Retrospective cohort analysis of adult patients diagnosed with GN-BSI at tertiary-care university hospital, during 2013-2016. FU-BCs performed between 24 hours and 7 days after index-BCs was the exposure variable. Risk factors for 30-day mortality were analysed using multivariate Cox analysis on overall cohort, including FU-BCs as time-varying covariate, and on 1:1 matched patients according to SOFA score and time to FU-BCs.

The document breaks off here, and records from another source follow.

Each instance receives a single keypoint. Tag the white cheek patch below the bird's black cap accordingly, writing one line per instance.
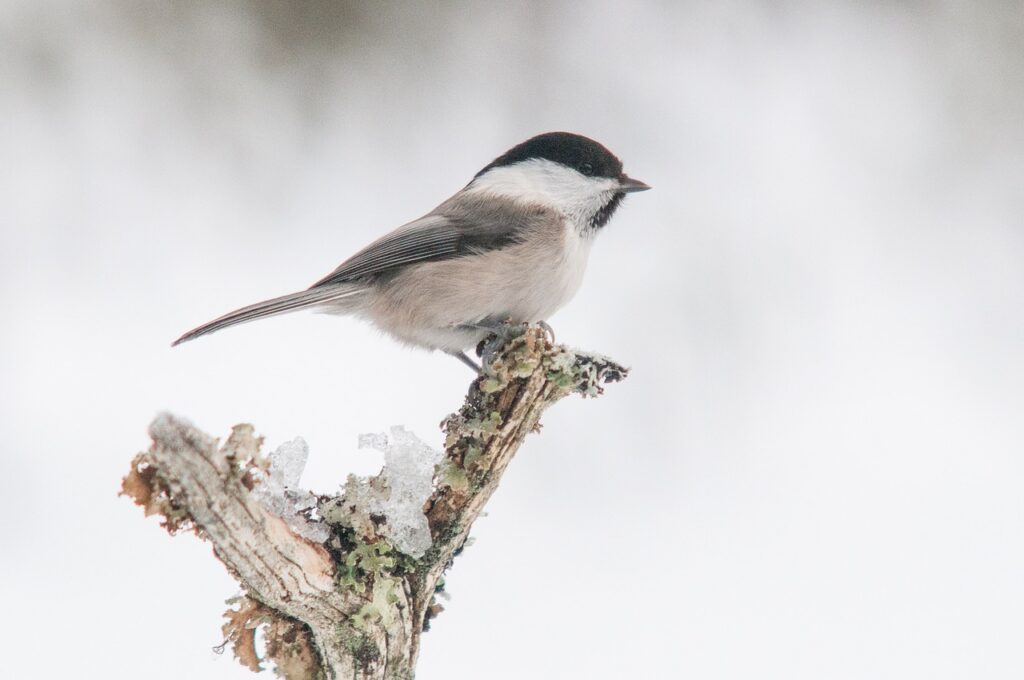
(540, 181)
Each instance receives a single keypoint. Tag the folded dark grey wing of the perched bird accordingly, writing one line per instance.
(457, 228)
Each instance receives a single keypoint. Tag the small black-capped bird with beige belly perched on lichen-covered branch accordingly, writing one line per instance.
(510, 247)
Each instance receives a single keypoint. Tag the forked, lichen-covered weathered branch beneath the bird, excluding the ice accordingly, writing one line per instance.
(353, 606)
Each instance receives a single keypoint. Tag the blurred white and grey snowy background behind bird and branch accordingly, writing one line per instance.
(816, 469)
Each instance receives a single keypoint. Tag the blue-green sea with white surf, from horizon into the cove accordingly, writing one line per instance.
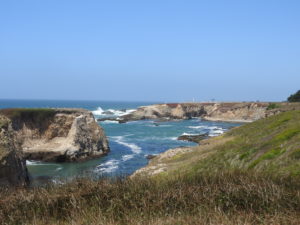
(130, 143)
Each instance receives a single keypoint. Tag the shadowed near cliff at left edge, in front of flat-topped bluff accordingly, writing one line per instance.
(12, 164)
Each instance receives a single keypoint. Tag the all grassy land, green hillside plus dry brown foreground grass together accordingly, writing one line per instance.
(248, 176)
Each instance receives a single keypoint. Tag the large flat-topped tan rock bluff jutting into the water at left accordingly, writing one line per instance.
(57, 134)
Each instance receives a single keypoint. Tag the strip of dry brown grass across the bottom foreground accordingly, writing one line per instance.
(220, 198)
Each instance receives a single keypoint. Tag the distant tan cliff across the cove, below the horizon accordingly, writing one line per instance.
(235, 112)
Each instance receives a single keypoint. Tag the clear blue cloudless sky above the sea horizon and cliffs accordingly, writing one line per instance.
(150, 50)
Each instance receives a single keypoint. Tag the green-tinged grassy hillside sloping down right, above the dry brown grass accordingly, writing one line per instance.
(269, 145)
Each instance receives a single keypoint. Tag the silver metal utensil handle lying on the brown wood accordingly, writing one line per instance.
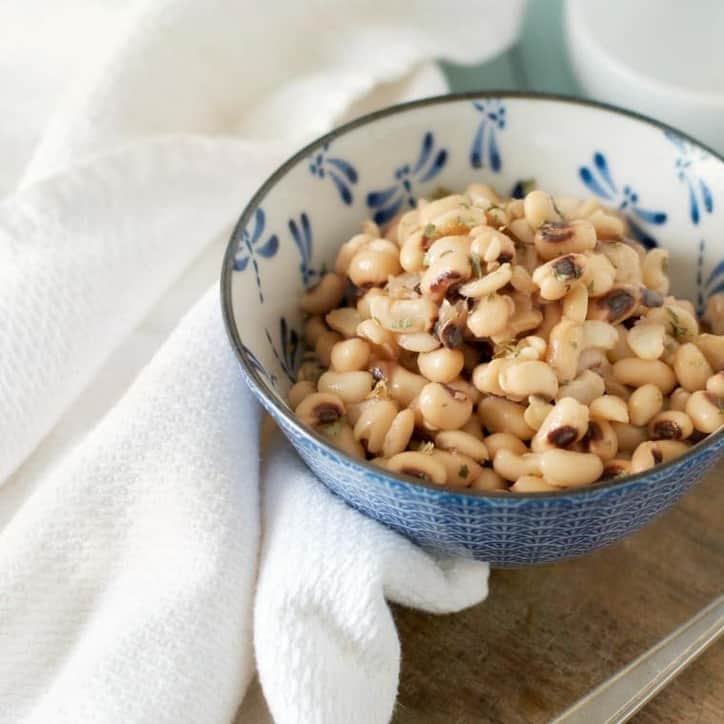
(621, 696)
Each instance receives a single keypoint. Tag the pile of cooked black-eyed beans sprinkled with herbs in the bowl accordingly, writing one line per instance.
(508, 344)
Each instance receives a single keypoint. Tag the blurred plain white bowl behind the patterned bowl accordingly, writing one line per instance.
(664, 59)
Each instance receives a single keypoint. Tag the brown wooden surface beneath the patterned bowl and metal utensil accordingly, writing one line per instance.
(547, 635)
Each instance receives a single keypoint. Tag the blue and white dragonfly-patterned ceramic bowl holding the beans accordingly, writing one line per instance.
(670, 187)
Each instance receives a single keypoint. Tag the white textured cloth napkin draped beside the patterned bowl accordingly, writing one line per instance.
(144, 571)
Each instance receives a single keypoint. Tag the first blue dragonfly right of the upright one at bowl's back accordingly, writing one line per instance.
(599, 180)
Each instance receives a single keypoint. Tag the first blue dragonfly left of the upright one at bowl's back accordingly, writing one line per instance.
(386, 203)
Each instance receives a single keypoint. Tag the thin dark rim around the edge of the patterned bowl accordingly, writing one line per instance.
(260, 385)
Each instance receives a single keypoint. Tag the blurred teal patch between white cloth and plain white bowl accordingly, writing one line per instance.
(539, 62)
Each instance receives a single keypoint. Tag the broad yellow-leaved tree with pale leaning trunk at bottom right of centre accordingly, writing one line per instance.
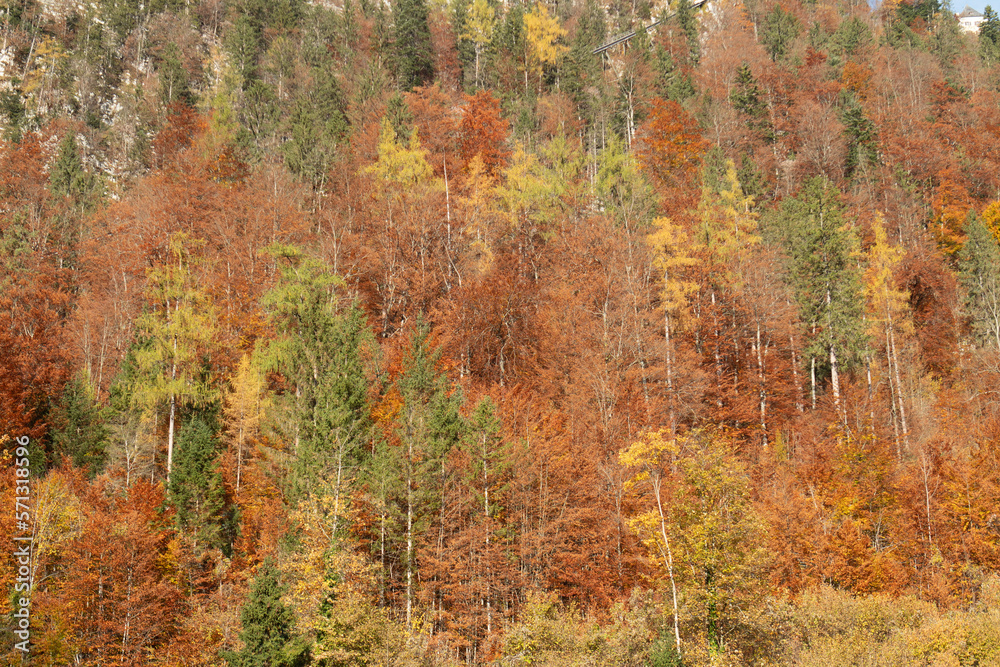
(700, 527)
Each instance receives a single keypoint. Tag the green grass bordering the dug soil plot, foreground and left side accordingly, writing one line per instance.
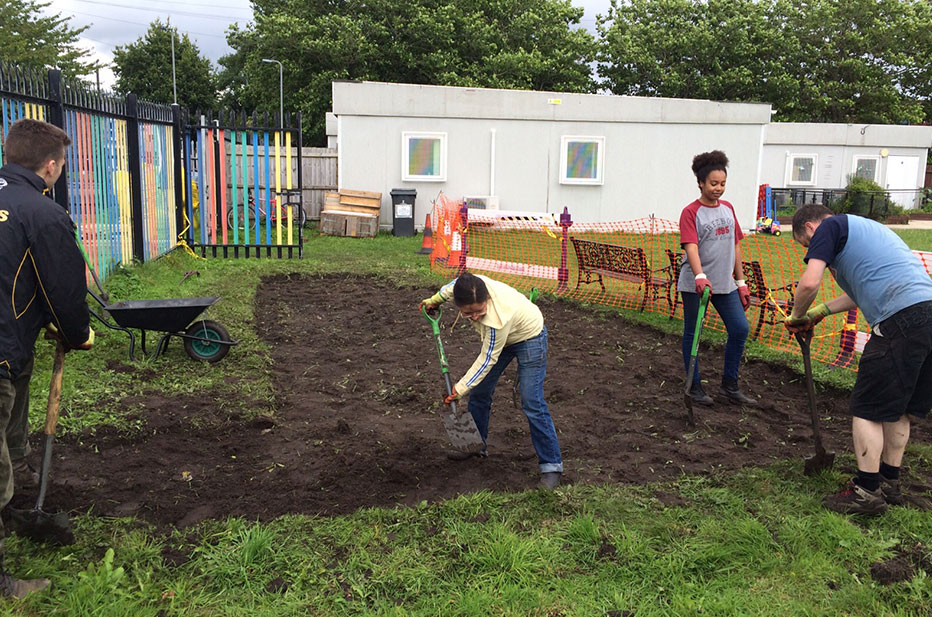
(755, 542)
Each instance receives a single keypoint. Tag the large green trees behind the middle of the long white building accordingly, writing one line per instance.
(528, 44)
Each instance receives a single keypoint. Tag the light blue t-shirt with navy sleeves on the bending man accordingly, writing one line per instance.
(871, 264)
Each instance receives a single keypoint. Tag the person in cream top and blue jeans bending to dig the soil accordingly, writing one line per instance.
(511, 327)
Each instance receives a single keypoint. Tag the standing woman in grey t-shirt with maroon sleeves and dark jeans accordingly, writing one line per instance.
(709, 234)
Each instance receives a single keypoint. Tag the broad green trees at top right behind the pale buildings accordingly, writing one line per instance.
(814, 60)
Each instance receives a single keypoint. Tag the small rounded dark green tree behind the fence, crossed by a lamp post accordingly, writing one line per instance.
(145, 68)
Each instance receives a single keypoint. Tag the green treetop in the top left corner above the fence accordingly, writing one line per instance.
(29, 38)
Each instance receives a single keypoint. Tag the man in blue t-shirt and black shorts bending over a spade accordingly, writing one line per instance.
(884, 279)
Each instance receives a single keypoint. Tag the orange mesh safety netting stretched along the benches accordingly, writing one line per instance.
(634, 265)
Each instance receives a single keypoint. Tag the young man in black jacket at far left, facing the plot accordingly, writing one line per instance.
(42, 282)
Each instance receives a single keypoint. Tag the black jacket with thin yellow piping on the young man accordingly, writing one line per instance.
(42, 276)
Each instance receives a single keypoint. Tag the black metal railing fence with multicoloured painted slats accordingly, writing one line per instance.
(141, 178)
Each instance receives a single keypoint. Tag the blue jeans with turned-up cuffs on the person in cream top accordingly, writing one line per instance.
(532, 369)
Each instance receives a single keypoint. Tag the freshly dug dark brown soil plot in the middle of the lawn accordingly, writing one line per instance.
(356, 422)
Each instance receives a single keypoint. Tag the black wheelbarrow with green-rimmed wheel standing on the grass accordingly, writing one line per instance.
(204, 340)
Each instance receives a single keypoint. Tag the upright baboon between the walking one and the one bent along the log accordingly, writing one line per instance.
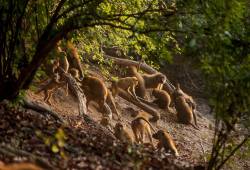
(140, 88)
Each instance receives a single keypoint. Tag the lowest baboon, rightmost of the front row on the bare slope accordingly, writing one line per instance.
(166, 141)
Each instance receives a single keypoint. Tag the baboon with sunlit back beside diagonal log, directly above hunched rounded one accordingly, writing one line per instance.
(154, 80)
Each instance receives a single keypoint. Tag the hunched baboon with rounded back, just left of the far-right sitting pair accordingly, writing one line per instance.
(162, 99)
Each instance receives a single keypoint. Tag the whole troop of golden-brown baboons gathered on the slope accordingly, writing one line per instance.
(137, 85)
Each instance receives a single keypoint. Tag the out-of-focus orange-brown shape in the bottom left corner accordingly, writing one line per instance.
(20, 166)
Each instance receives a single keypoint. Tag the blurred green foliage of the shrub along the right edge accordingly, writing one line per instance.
(221, 44)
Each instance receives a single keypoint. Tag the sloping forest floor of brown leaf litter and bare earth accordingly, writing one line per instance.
(91, 147)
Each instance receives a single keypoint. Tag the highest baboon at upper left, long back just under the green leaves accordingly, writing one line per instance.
(73, 57)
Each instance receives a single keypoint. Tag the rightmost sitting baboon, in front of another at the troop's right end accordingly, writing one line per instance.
(184, 112)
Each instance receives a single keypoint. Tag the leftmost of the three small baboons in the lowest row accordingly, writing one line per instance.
(122, 134)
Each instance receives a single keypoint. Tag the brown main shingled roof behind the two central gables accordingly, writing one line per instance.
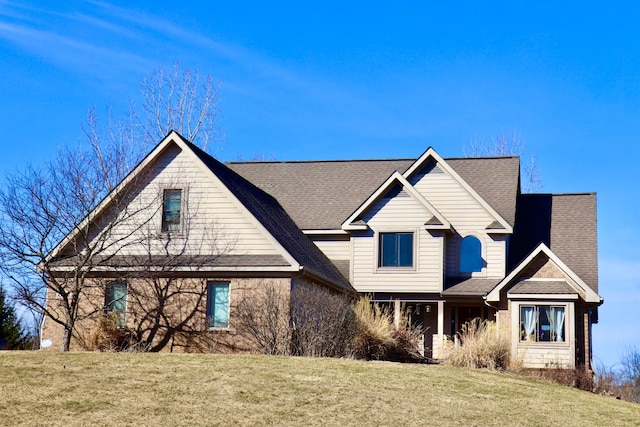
(320, 195)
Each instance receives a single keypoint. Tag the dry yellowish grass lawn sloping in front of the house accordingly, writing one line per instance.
(38, 388)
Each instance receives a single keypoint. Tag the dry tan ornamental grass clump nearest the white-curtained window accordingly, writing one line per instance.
(481, 344)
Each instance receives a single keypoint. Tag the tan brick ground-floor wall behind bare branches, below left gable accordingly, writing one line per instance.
(182, 327)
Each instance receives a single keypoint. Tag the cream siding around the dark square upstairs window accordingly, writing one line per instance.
(399, 214)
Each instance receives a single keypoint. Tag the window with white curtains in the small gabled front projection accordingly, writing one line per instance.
(542, 323)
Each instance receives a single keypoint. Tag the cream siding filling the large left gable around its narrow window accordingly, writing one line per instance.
(212, 222)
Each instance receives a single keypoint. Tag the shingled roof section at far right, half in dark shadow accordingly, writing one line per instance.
(566, 223)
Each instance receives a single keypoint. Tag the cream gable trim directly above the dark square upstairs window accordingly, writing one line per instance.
(437, 221)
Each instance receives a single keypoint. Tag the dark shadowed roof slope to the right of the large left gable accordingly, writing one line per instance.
(274, 218)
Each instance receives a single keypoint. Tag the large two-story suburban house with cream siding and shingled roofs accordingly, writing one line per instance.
(448, 239)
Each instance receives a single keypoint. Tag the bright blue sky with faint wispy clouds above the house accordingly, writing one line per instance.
(362, 80)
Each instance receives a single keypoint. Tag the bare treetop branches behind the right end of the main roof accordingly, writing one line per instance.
(509, 144)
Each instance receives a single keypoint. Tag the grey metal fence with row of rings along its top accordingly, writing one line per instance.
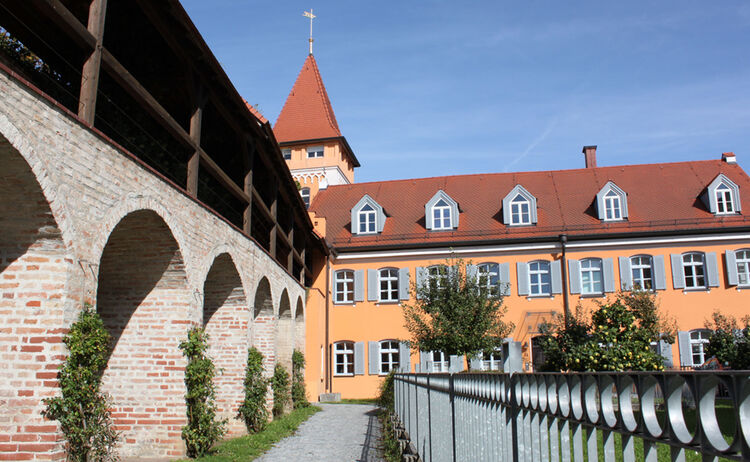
(575, 416)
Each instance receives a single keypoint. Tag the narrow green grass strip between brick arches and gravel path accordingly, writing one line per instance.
(249, 447)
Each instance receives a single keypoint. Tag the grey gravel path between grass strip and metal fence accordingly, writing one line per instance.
(338, 433)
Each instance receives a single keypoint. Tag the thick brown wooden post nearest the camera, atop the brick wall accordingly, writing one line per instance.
(92, 65)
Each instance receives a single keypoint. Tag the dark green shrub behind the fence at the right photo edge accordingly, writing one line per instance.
(728, 342)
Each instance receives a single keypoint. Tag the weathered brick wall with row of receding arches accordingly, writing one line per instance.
(82, 220)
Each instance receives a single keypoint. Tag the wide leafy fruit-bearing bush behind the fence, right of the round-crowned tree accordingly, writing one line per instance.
(617, 336)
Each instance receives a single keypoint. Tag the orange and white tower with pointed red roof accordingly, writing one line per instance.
(316, 152)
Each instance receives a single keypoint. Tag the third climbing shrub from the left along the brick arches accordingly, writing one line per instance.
(253, 409)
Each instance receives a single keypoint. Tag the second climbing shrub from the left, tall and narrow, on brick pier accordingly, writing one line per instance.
(202, 429)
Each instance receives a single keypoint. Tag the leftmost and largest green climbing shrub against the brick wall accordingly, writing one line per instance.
(83, 410)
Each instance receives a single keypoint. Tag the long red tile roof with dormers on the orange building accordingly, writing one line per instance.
(661, 197)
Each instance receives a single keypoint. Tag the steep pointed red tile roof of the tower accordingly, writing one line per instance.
(307, 113)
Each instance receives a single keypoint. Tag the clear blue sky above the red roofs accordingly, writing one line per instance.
(428, 88)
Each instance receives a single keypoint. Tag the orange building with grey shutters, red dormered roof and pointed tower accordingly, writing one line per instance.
(550, 240)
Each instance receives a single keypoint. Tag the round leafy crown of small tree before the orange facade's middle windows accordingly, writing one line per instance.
(455, 313)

In 278 out of 1,576 (17.6%) patients, FU-BCs were performed within a median of 3 and 2 days after index-BCs and active antibiotic therapy initiation. Persistent BSI was found in 107/278 (38.5%) patients. FU-BCs were performed in more severely-ill patients, with non-urinary sources, difficult-to-treat pathogens, and receiving initial inappropriate therapy. Source control and infectious disease consultation rates were higher among patients with preceding FU-BCs, and was associated with longer treatment duration. Thirty-day mortality was 10.4%. Independent risk factors for mortality were Charlson [hazard ratio (HR) 1.12], SOFA (HR 1.11), septic shock (HR 2.64), urinary source (HR 0.60), central-venous-catheter source (HR 2.30), complicated BSI (HR 2.10), carbapenem resistance (HR 2.34), active empiric therapy (HR 0.68), source control (HR 0.34), and FU-BCs (HR 0.48). Association between FU-BCs and lower mortality was confirmed in the 274 matched pairs.
FU-BCs were performed in more severe GN-BSIs yielding high rate of persistent BSI. In this context, FU-BCs were associated with lower mortality.